R Implementation Notes

Version 1

    R is an open source software programming language and a software environment for statistical computing and graphics. If Tableau Desktop (version 8.1 and later) has a connection to an Rserve server, which is a server that allows applications to access R functionality, you can use a set of four functions to pass R expressions to an Rserve server and obtain a result. Similarly, if you upload a workbook that contains R functionality to Tableau Server, then Tableau Server must have a connection to an Rserve server. See R Connection, in the Tableau Desktop help, for details. R is not supported for Tableau Online or Tableau Reader.

     

    This post describes how to install, run, and configure Rserve. It also discusses Optimizing R Scripts and R Security.

     

    To install Rserve

    1. Go to http://cran.r-project.org/bin/windows/base/, and download the current version of R for Windows.

    2. Run the downloaded executable to install the R package.

    3. Open an R console window—for example, by choosing R > Rx64 3.0.2 from the Start menu.

      Version numbers are subject to change.

    4. In the R console, type:

      install.packages("Rserve")

    5. When prompted to select a CRAN mirror, select a location near you.

    6. Note the location to which the package has been downloaded.

    7. Unzip the Rserve package ("Extract all files.")

    8. Add the directory containing R.dll to your path environment variable. For example, C:\Program Files\R\R-3.0.2\bin\x64.

    To run Rserve

    Enter a series of commands like the following:

    setwd("C:/Program Files/R/R-3.0.2/bin/x64")

    library(Rserve)

    Rserve()

     

    The setwd command sets the working directory for the R, so that Rserve knows where to look for the .cfg file and the authentication file.

    When you run Rserve from the R Console, it remains resident in memory, and is able to serve requests from Tableau workbooks even if you close the R Console. You can use Windows Task Manager to verify that Rserve is running.

     

    Alternatively, you can run Rserve directly from Windows, without using the R Console, by executing Rserve.exe.

     

    After you do so, you see a message in a command prompt window that reads:

    Rserve: Ok, ready to answer queries.

     

    When you close the command prompt window, Rserve terminates as well.

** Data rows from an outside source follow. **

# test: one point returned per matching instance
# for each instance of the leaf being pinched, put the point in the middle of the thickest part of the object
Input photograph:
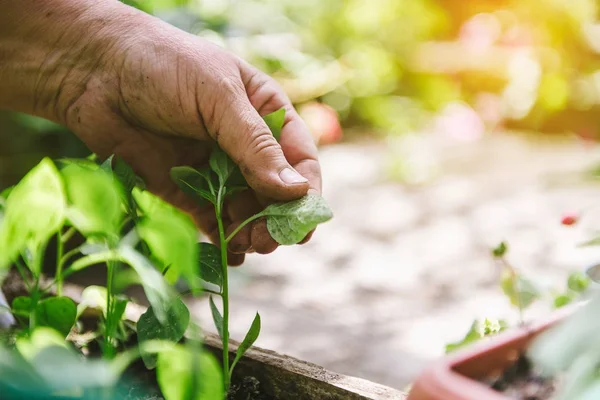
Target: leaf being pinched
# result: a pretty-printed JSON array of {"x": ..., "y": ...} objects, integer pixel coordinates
[
  {"x": 210, "y": 264},
  {"x": 289, "y": 223},
  {"x": 275, "y": 122}
]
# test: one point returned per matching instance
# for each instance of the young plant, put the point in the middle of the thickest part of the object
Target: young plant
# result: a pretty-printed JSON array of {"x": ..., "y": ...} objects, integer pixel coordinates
[
  {"x": 522, "y": 293},
  {"x": 288, "y": 223},
  {"x": 123, "y": 225}
]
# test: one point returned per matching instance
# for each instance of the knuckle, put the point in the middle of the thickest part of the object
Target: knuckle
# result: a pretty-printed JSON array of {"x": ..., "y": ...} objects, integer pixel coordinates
[{"x": 261, "y": 140}]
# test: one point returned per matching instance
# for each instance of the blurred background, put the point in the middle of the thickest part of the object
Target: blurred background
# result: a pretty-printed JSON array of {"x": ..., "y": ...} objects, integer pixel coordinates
[{"x": 445, "y": 127}]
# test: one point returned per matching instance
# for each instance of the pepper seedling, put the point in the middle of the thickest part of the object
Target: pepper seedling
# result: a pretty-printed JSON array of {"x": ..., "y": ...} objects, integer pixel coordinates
[{"x": 288, "y": 223}]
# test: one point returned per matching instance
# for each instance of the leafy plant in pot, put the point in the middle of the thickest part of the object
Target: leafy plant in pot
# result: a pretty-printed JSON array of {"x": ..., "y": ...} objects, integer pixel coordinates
[
  {"x": 521, "y": 363},
  {"x": 52, "y": 350}
]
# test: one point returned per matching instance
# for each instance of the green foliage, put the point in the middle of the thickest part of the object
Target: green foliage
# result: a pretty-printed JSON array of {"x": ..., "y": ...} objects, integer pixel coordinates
[
  {"x": 217, "y": 318},
  {"x": 570, "y": 349},
  {"x": 222, "y": 165},
  {"x": 196, "y": 183},
  {"x": 479, "y": 330},
  {"x": 173, "y": 329},
  {"x": 178, "y": 371},
  {"x": 521, "y": 291},
  {"x": 94, "y": 202},
  {"x": 56, "y": 312},
  {"x": 35, "y": 210},
  {"x": 500, "y": 250},
  {"x": 289, "y": 223},
  {"x": 170, "y": 234},
  {"x": 210, "y": 264},
  {"x": 275, "y": 122},
  {"x": 248, "y": 341}
]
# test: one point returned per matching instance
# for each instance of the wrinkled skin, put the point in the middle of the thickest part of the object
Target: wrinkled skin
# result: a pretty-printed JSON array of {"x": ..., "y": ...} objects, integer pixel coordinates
[{"x": 129, "y": 84}]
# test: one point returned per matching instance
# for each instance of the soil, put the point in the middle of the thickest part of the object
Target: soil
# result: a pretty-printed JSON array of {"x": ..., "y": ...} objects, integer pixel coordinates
[
  {"x": 247, "y": 389},
  {"x": 521, "y": 381}
]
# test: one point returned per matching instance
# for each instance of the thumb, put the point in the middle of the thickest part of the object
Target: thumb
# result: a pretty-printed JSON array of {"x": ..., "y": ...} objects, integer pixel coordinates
[{"x": 246, "y": 138}]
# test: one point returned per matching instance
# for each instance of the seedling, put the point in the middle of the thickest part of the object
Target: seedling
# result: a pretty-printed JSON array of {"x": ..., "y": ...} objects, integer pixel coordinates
[
  {"x": 123, "y": 225},
  {"x": 522, "y": 293},
  {"x": 288, "y": 223}
]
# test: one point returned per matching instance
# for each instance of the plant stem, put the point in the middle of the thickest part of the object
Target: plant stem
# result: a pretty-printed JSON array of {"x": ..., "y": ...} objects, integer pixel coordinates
[
  {"x": 108, "y": 351},
  {"x": 59, "y": 262},
  {"x": 68, "y": 234},
  {"x": 239, "y": 228},
  {"x": 225, "y": 296},
  {"x": 515, "y": 281},
  {"x": 23, "y": 273}
]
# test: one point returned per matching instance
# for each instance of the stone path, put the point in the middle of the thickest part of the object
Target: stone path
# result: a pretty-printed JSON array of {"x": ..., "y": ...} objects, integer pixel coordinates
[{"x": 402, "y": 270}]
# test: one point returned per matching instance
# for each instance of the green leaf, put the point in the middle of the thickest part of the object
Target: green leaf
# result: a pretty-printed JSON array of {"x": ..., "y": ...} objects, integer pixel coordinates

    Running Rserve automatically

    To start Rserve automatically every time you start Windows, copy Rserve.exe to the Startup folder in Windows.

     

    To suppress the command prompt window that otherwise appears when you run Rserve.exe from Windows, create a shortcut in your Startup folder like the following.

    C:\Windows\System32\wscript.exe C:\Program Files\R\R-3.0.1\bin\x64\invis.vbs "C:\Program Files\R\R-3.0.1\bin\x64\Rserve.exe" %*

     

    In this shortcut:

    • wscript.exe is the Windows script host

    • invis.vbs is a file you’ll need to create containing the following Windows Shell script that will start Rserve with a hidden window:

      Set WshShell = WScript.CreateObject("WScript.Shell")

      WshShell.Run """" & WScript.Arguments(0) & """" & sargs, 0, False

    Running Rserve in debug mode

    Rserve has a debug mode which you can start by running Rserve_d.exe instead of Rserve.exe in Windows or by typing Rserve(TRUE) in the R Console instead of Rserve().

    Debug mode writes all the traffic between Tableau and R (scripts, data, error messages). Traffic between Tableau and Rserve is not captured in Tableau logs.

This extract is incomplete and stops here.